The night before, I had been treated to a television montage of condescending heads atop expensive suits oozing and spewing opinions like sewage from a backed-up toilet. On that particular night, the Topic of Outrage was government assistance programs, or as they like to call them, “entitlements” (du-dun-DUUHMM!).

Cable pundit talk shows, especially those that pass themselves off as “news”, tend to leave me in an emotionally cauterized, semiconscious state wherein I can only catch about every third or fourth word, but I got the gist: people on welfare are un-American freeloaders. The specific arguments varied as wildly as the credibility of their sources, but it isn’t really about the facts put forth or even the words surrounding them. The intended takeaway is sitting plain as day on the corners of Bill O’Reilly’s arrogant sneer: If these people were truly decent, hardworking Americans they would have done well enough for themselves that they wouldn’t need welfare. Clearly, anyone who takes government assistance is just a lazy nanny-state-teat-sucker stealing tax money from “real” Americans.

Sitting now at my kitchen table, looking over the paltry supplies I am praying will sustain me to the next paycheck, I am gripped by a sudden rush of anger.
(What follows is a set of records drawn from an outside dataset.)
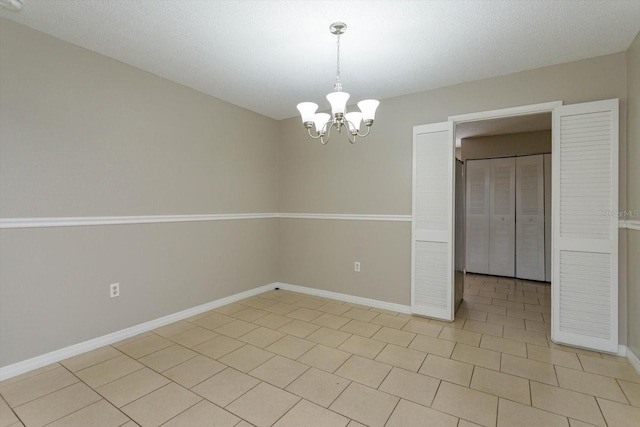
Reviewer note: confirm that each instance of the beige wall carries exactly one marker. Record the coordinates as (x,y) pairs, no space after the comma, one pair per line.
(514,144)
(374,175)
(84,135)
(633,195)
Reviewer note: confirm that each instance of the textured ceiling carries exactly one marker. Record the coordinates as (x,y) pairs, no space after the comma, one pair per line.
(267,56)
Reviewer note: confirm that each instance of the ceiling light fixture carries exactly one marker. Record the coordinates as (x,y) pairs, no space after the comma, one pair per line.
(323,122)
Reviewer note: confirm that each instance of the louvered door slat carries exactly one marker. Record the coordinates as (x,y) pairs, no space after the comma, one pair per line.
(585,238)
(432,267)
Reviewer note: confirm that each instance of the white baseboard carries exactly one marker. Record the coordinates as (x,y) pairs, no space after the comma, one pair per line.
(18,368)
(633,359)
(346,298)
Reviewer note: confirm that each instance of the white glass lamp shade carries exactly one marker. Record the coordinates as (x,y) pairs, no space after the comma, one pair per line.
(338,101)
(320,120)
(368,108)
(354,119)
(307,111)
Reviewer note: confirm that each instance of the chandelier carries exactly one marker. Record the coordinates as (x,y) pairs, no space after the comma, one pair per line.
(339,118)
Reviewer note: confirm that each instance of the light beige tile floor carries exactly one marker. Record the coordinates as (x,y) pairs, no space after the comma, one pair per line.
(286,359)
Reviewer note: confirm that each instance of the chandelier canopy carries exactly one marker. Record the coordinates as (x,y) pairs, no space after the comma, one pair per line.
(339,117)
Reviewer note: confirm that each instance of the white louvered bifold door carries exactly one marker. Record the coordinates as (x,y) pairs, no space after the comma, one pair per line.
(432,275)
(502,228)
(530,217)
(477,216)
(585,229)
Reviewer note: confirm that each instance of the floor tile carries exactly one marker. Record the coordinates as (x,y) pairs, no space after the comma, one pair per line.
(167,357)
(389,321)
(411,386)
(90,358)
(325,358)
(331,321)
(175,328)
(305,314)
(131,387)
(422,327)
(503,345)
(299,328)
(632,391)
(310,415)
(447,369)
(18,393)
(461,336)
(273,321)
(531,369)
(236,329)
(328,337)
(203,414)
(477,356)
(360,314)
(483,328)
(291,347)
(144,346)
(462,402)
(565,402)
(410,414)
(515,414)
(56,405)
(334,308)
(618,415)
(361,346)
(249,314)
(502,385)
(279,371)
(585,382)
(161,405)
(225,387)
(401,357)
(246,358)
(556,357)
(213,321)
(318,386)
(99,414)
(609,368)
(432,345)
(218,346)
(364,371)
(525,336)
(366,405)
(357,327)
(263,405)
(193,337)
(108,371)
(194,371)
(394,336)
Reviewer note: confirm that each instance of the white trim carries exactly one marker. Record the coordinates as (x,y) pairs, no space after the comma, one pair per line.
(7,223)
(629,224)
(73,350)
(400,308)
(117,220)
(347,217)
(545,107)
(633,359)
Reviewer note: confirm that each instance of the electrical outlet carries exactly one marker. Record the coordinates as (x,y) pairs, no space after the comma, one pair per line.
(114,290)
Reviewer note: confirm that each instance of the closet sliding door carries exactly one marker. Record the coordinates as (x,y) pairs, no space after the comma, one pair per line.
(530,218)
(477,216)
(585,225)
(433,221)
(502,217)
The socialist-anarchist revolutionary inside me wants to haul each of these smug strife-mongers out of their studio chairs by their thousand-dollar haircuts and just smack and shake them until all the hateful poison they promote comes rattling out of them to scatter on the floor alongside their teeth.
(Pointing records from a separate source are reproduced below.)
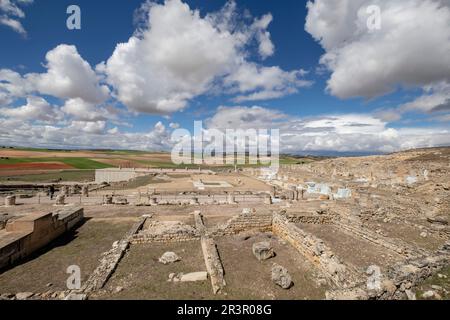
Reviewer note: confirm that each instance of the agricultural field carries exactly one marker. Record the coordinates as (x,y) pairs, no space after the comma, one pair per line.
(45,165)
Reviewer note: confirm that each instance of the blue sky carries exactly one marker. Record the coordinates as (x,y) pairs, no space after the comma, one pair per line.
(316,108)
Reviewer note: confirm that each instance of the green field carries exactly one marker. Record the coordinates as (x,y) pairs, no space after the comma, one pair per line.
(56,176)
(77,163)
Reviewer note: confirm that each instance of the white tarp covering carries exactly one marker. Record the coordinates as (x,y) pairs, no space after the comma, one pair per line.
(411,180)
(343,194)
(320,188)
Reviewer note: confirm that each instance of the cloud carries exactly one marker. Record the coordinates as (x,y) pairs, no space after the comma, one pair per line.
(436,98)
(365,63)
(36,108)
(86,111)
(340,132)
(68,76)
(266,47)
(263,83)
(176,55)
(10,12)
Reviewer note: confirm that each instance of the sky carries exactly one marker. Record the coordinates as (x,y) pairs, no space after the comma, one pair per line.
(350,76)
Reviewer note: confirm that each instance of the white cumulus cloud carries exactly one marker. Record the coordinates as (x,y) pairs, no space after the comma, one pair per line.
(412,48)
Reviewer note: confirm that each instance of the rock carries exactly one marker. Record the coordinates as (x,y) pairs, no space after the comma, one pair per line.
(194,276)
(428,294)
(437,288)
(171,276)
(281,276)
(24,295)
(263,251)
(389,286)
(410,294)
(169,257)
(441,220)
(75,297)
(322,282)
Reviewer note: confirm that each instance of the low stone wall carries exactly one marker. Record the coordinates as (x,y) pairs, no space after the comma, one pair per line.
(110,260)
(176,233)
(317,252)
(243,223)
(398,282)
(25,235)
(325,219)
(396,245)
(213,264)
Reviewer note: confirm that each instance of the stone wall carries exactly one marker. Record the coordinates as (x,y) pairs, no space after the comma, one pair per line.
(396,245)
(25,235)
(243,223)
(163,232)
(324,219)
(110,260)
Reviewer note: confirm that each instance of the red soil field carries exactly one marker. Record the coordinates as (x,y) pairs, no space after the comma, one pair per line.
(35,166)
I cannot claim to have the solution to all (or any) of society’s ills, but I do know that spreading discord and enmity is a quality that J.K. Rowling assigned to Voldemort, not Dumbledore. Further, it is impossible to imagine that these people—in their half-million-a-year media positions—have any insight whatsoever into the lives of welfare recipients. Until you have sat, month after month, and watched as each paycheck vanishes with ever-diminishing effectiveness into sheaves of bills and expenses, wondering how the hell you are ever going to get yourself out of indirect indentured servitude to credit companies, insurance firms, and landlords, you have no right to make sweeping generalizations about the people who do suffer from the pressure of perpetual financial entrapment and the hollow, grinding despair of unshakeable debt.
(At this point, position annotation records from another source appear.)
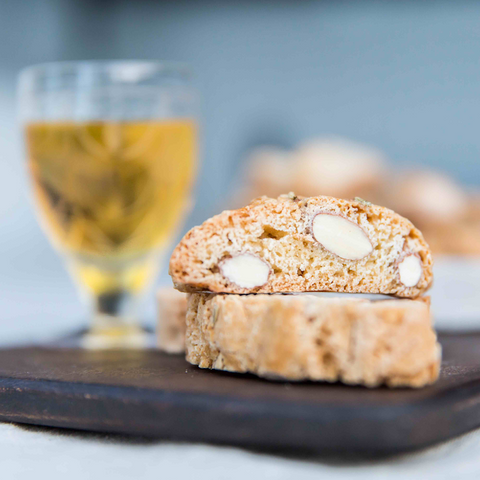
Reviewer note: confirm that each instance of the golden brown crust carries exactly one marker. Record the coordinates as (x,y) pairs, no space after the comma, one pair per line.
(172,311)
(306,337)
(279,232)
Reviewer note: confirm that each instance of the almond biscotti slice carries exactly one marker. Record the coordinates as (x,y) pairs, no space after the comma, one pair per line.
(172,311)
(294,244)
(304,337)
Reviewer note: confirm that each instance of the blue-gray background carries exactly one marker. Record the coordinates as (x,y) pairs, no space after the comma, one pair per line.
(404,76)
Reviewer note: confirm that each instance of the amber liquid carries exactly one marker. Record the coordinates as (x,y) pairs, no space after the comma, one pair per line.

Certainly there are people who cut corners, exaggerate claims, and manipulate assistance programs to their advantage. There are also spectacularly wealthy people who do the same with the tax code, campaign finance, and the legal system. At every income level some people are honest earners of everything they have, and some are conniving shitweasels looking to get ahead by any means necessary. People are people, regardless of economic class, and some blow-dried suit monkey or steely-eyed hairspray hag on TV implying (or in some cases, stating outright) that poor people are poor because they are shiftless and inferior is no different from an 1880’s robber-baron invoking “Social Darwinism” as justification for his enormous blood-soaked fortune while his workers starve.

My first proposal is to make it a federal crime on par with treason to become a television pundit. I would especially like to include a mandatory minimum sentencing structure for anyone found guilty of aiding and abetting Bill O’Reilly, but that is all really just to make myself feel better. There is no point in arguing about the scientific or statistical validity of these commentators' content. The dissemination of useful information or the opening of a constructive debate, these things are not the point of these shows. The point of these shows is to create entertaining television through zealotry and emotional manipulation, a goal that they pull off in spades. Trouble is, lots of people take them seriously.

For now, I guess I’ll just go ahead and make dinner on the government’s dime. All I had to do was fill out several forms several times, take numerous trips for three-hour waits in a depressing county office, agree to keep them apprised of all future changes in my income, and allow them to send me lots of incomprehensible, contradictory, and vaguely threatening mail. But hey, freeloading isn’t free.